Atd and the Wild West #3
Paul Nightingale
isread at btopenworld.com
Wed Aug 23 00:47:35 CDT 2006
Michael J. Devine, "The Closing of the Frontier, c. 1890s" in John E.
Findling & Frank W. Thackeray eds (1997) Events That Changed America in the
Nineteenth Century, Greenwood Press
"By the 1880s, careful observers of American life began to notice that the
frontier was rapidly disappearing, and they expressed concern. Americans had
been conditioned to think of their nation as an agrarian utopia, an
'American Eden,' with unlimited resources.
[...]
"Suddenly in the late nineteenth century, some American policymakers noted
with dismay that much of the land in the United States was controlled by
foreign syndicates, railroads, or giant monopolies. They worried that
American stability would be threatened by further immigration, and they
endeavored to curtail it." (168-169)
Hence Turner's 1893 speech takes place against fears that America was now
"too crowded" (169). Moreover, according to Devine here, the "American Eden"
was threatened both by the virus of immigration and also monopoly
capitalism.
Devine goes on to note that Turner enjoyed some celebrity at the turn of the
century. Roosevelt and Wilson were admirers, the latter "agree[ing] that
with the closing of the frontier, the United States needed to seek new
frontiers overseas, in Asia and the Pacific" (171).
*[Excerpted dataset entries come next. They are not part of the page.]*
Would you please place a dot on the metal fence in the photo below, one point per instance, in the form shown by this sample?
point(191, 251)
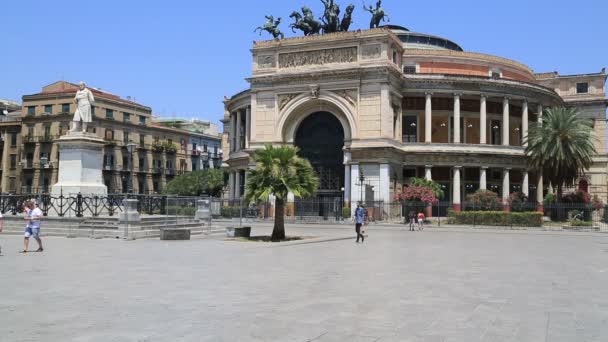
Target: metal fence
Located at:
point(562, 215)
point(78, 205)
At the same time, of
course, as already noted, William Cody was inventing history as theatre, the
Plains Wars morphing into the Spanish-American War, into the Boxer Rebellion
in China.
One question to ask unanswered at the moment: will AtD actually begin, ie on
page one, 'in' the US and 'in' the 1890s. And how? I'm thinking of the way
'the past' is juxtaposed to 'the present at the beginning of other P novels,
in particular VL (which, not being Californian, I've never managed to
finish, of course).
The connections I have traced thus far between American Exceptionalism and
the Wild West as cultural/political discourse emphasise the way the past is
always a construct in the interests of the present. Nothing new there, of
course; but what is foregrounded is the way in which the concerns of the
present are also used to construct the future. Which takes us back to the
title, and the different connotations that phrase might have.